Lançado no último dia 19 em todas as plataformas digitais “Senhora Estrada” é o terceiro álbum de Alceu Valença em voz e violão pela gravadora Deck.

Depois de “Sem Pensar no Amanhã” e “Saudade”, ambos lançados em 2021, esse álbum traz as referências primeiras do artista, pavimentadas no agreste e no sertão nordestino. As onze faixas transitam entre o xote e o baião, a toada e o rojão, gêneros cultivados no solo mais fértil do Brasil profundo.

O poeta andarilho dá a partida na trilha ancestral aberta por Luiz Gonzaga, em personalíssimas versões de “Pau-de-Arara” e “Sala de Reboco”. O que Alceu Valença faz com seu violão nessas duas canções é indescritível, tempera o legado do rei do baião com a saliva doce de suas melhores criações. Se parássemos aí o álbum estaria pago nas gírias de hoje...

Iniciada a caminhada, todas canções a partir daí têm a marca autoral de Alceu. O baião e o xote adquirem suavidade sem perder a sedução em “Pé de Rosa” e “Xote Delicado”. O álbum ativa releituras íntimas de “Depois do Amor” e “Flor de Tangerina” - uma das mais pedidas pela nova geração de fãs. “Vai Chover”, pluviosa parceria com Herbert Azzul, é um forró no gênero caminho da roça, cujos atalhos o artista percorre como ninguém.

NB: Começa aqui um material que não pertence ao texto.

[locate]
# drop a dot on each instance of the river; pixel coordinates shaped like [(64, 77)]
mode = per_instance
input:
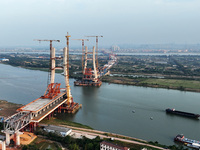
[(109, 107)]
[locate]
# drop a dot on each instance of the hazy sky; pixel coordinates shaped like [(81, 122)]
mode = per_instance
[(119, 21)]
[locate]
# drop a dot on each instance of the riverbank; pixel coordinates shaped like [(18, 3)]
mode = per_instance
[(8, 108), (181, 84), (131, 142), (177, 84)]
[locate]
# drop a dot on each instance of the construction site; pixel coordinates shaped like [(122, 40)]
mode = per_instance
[(54, 100), (91, 74), (20, 126)]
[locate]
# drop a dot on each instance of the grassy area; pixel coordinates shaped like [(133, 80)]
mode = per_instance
[(179, 84), (41, 143), (65, 122), (173, 83)]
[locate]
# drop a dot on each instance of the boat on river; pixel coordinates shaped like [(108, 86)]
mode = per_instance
[(182, 113), (188, 142)]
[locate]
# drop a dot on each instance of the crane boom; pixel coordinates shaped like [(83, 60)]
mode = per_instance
[(83, 53), (50, 76), (96, 47)]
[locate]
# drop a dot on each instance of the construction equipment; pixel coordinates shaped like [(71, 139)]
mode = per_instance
[(83, 53), (96, 48), (47, 40), (66, 74), (51, 74)]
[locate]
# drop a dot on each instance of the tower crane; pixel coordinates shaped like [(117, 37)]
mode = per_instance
[(82, 51), (51, 54), (96, 46), (49, 41)]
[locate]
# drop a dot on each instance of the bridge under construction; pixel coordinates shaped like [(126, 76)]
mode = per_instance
[(55, 99)]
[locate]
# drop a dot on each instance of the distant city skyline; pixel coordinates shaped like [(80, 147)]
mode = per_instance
[(121, 22)]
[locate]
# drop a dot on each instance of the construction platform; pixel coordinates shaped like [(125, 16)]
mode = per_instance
[(82, 83), (42, 107)]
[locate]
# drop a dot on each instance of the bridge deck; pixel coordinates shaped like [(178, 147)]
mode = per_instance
[(49, 110), (40, 103)]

Em sequência, três versões para constar em qualquer antologia da moderna MPB: “Coração Bobo”, o baião feito em homenagem a Jackson do Pandeiro, aqui recriado exatamente como veio ao mundo, numa tarde parisiense do final da década de 70. Se “Pelas Ruas Que Andei” celebra o mapa poético e geográfico do Recife, os pés caminhantes de “Cabelo no Pente” pisam ruas do passado para reinventar seu próprio tempo. O álbum termina onde a identidade principia: “Senhora Estrada” é uma toada originalmente feita para a trilha do filme “A Luneta do Tempo” (2015), escrito e dirigido por Alceu, e que permaneceu inédita até aqui. Como o tempo que corre em disparada, a estrada é senhora do poeta, seja qual for o seu destino.

“Senhora Estrada” foi gravado no Estúdio Tambor, no Rio de Janeiro, em março de 2021, com produção de Alceu Valença e Rafael Ramos.